I'm proud to consider myself a "liberal democrat" since it irritates so many of the postmodernist thinkers. Zizek has repeatedly referred to me as the ultimate Deleuzian of the right, which I suppose is also as an acknowledgment of my intellectual achievements (he has also called me half-jokingly a Stalinist due to my determinist approach to technological history).
To me, the development of different identities within a consumer-capitalist culture is not problematic in itself. Rather I see this as a truism. Capitalism is even a productive force, it stimulates creativity and differentiation, so what is then the problem (Zizek and Badiou would agree with me all the way to the idea of the problem involved, so they see a problem where I rather just see a phantom of theirs)? The problem is rather one of social justice, but the Scandinavian countries (which basically ignored classic Marxism with its revolution romanticism and went for Kautskyian social democracy) have shown that it is perfectly feasible to create the most democratic, just, affluent and egalitarian socities mankind has ever known using Kautskyian ideology.
Even now to the point that liberalism is a superior alternative to socialism to take society forward in a progressive manner.
I also believe this is a more ZOROASTRIAN approach to politics and social justice. Zarathushtra was opposed to dramatic political upheaval and is therefore a healthy antidote to Marxists and other western hotheads of political philosophy. Zarathushtra's approach to politics would rather be one of constraint, dialogue, democracy and giving voice to all. That's pragmatic liberalism by another term.
Alright, let me sum up the results from my studies:
According to Judith Butler, identity can never be free. Even if we consciously choose an identity, it is still interwoven in power relationships.

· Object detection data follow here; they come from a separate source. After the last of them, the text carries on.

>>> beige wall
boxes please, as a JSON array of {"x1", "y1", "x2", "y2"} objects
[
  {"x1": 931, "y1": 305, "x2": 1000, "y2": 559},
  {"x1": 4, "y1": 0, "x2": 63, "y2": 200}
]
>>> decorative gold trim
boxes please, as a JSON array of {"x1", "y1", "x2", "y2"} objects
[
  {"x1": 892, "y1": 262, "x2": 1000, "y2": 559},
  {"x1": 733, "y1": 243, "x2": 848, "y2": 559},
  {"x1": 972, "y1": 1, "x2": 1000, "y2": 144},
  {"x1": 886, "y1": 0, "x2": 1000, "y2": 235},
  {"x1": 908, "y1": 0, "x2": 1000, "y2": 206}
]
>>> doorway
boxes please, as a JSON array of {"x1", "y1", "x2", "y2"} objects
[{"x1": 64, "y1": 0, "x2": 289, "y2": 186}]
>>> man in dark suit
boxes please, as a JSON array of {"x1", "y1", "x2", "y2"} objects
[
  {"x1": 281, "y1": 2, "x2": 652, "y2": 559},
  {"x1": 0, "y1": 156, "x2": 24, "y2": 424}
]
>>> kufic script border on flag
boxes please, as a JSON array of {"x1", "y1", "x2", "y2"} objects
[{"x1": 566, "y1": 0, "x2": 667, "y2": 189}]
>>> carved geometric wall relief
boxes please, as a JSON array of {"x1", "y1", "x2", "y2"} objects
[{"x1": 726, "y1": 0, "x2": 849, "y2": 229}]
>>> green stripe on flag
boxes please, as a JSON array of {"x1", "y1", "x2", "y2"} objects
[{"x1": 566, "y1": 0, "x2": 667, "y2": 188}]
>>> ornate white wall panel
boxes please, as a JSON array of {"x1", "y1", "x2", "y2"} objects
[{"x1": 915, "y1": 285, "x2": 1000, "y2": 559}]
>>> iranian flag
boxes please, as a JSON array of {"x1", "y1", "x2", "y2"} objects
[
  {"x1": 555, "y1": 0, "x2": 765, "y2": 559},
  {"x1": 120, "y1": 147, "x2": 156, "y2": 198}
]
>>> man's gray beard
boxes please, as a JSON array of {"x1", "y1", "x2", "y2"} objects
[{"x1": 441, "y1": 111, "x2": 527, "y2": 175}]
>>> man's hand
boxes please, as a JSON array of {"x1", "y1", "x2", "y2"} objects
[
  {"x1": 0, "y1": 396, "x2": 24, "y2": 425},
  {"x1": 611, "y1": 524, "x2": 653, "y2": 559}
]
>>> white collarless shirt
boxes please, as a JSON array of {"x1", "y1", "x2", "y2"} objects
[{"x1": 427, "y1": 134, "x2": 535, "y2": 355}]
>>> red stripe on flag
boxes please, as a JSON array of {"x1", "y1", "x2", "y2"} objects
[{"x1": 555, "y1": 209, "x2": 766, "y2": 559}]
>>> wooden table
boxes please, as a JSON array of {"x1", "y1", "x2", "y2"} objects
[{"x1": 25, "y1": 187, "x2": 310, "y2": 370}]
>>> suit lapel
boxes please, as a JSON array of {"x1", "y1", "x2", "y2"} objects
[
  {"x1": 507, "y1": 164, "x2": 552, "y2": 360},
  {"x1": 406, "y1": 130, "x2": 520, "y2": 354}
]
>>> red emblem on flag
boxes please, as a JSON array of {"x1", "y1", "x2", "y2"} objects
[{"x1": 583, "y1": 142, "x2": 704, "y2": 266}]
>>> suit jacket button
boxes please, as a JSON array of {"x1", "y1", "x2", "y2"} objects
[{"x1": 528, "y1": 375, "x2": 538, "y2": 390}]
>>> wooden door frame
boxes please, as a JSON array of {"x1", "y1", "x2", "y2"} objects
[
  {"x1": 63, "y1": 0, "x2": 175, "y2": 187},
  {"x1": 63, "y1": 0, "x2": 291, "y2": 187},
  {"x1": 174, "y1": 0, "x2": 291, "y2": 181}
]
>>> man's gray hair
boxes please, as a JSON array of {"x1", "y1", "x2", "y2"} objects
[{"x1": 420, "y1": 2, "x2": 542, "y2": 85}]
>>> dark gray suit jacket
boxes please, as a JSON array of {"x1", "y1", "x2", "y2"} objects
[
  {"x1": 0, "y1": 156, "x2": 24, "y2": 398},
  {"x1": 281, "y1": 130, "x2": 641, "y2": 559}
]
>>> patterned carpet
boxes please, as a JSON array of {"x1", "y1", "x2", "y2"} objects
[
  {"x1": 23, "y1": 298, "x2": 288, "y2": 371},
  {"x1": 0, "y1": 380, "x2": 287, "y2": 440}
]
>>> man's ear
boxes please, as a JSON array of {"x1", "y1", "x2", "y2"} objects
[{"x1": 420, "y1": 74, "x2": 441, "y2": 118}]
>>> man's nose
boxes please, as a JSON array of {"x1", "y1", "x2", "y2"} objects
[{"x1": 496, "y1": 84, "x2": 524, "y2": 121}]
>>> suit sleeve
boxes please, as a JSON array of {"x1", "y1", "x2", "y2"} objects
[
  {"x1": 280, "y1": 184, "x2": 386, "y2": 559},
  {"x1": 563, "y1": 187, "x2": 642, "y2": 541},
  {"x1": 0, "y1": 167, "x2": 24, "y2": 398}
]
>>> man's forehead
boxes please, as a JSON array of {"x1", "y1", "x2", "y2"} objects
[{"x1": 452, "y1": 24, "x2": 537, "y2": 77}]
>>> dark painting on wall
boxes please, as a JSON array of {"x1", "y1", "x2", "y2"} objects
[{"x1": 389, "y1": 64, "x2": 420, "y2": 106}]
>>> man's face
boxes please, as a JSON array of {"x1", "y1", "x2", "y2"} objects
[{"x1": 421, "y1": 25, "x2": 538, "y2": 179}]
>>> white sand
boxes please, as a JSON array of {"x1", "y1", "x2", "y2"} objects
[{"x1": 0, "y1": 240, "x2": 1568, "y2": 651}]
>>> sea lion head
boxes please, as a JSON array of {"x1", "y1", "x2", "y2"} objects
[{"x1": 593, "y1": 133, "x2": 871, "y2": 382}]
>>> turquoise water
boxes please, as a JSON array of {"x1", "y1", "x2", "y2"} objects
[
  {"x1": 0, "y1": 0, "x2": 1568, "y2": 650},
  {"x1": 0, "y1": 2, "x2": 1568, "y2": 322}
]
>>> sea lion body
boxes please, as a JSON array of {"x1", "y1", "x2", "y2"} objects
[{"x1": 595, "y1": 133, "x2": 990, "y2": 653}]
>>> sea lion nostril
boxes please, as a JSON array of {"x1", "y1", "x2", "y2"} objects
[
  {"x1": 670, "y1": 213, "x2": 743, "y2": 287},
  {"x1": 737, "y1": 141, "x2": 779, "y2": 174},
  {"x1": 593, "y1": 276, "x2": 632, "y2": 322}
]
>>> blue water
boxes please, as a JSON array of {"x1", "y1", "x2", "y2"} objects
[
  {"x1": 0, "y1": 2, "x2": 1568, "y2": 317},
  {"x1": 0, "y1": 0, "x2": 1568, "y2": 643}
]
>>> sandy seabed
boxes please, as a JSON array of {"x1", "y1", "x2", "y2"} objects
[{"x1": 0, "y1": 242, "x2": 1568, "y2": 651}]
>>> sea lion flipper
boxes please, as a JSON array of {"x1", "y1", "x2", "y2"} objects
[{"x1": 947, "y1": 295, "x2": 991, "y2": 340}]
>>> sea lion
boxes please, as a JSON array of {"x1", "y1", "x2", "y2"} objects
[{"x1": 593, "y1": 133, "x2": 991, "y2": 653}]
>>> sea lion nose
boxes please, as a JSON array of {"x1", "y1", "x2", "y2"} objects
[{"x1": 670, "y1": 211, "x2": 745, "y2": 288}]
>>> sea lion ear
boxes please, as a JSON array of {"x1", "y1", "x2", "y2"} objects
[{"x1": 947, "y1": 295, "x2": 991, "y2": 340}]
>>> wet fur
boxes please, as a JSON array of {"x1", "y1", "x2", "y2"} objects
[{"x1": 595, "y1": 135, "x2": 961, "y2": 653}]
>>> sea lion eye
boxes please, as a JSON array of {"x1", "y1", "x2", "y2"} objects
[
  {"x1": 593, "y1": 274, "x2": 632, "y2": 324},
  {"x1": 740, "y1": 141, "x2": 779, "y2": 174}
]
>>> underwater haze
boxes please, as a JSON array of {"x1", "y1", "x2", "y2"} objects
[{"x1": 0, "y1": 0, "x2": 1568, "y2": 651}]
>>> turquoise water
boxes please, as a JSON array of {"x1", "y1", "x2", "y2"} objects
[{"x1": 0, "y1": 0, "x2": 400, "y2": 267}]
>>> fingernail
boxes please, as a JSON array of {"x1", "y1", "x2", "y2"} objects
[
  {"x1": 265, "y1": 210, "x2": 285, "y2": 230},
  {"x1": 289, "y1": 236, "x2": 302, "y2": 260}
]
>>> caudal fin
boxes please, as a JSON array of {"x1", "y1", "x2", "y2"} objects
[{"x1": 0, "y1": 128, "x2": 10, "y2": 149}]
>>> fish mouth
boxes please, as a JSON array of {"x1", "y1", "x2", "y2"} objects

There's always a moment of violence in every act of identification. There's no escape, we're always trapped. No exit!
In his later works, Foucault grew out of his own fatalism and (mis-)understood the Iranian Revolution as an event taking place beyond the system of complex power relationships - a genuine act of liberation.
Thus, identities are not free from power relationships, but we could be free to choose any identity we desire. And this very act of identification now affects the existing order of things, slightly changing the preconditions for further acts of identification.
The main problem with postmodernist reasoning on such matters it that, for example, Butler's ideal of multiple identities is perfectly in tune with late-capitalism's demands. It is not "against the systeam", so to speak. Late-capitalist consumer culture asks us to change our identity according to different circumstances. A postmodern identity is affirming existing power relationships. Just see Slavoj Zizek for that!
Now I'm going to read an essay by Paul Simpson, and it will hopefully inspire me, since I can't answer the problem formulated by Foucault and his allies.
Would it be better to reject any 'identity offerings'? Can there be any kind of identity beyond existing power relationships? I can't say.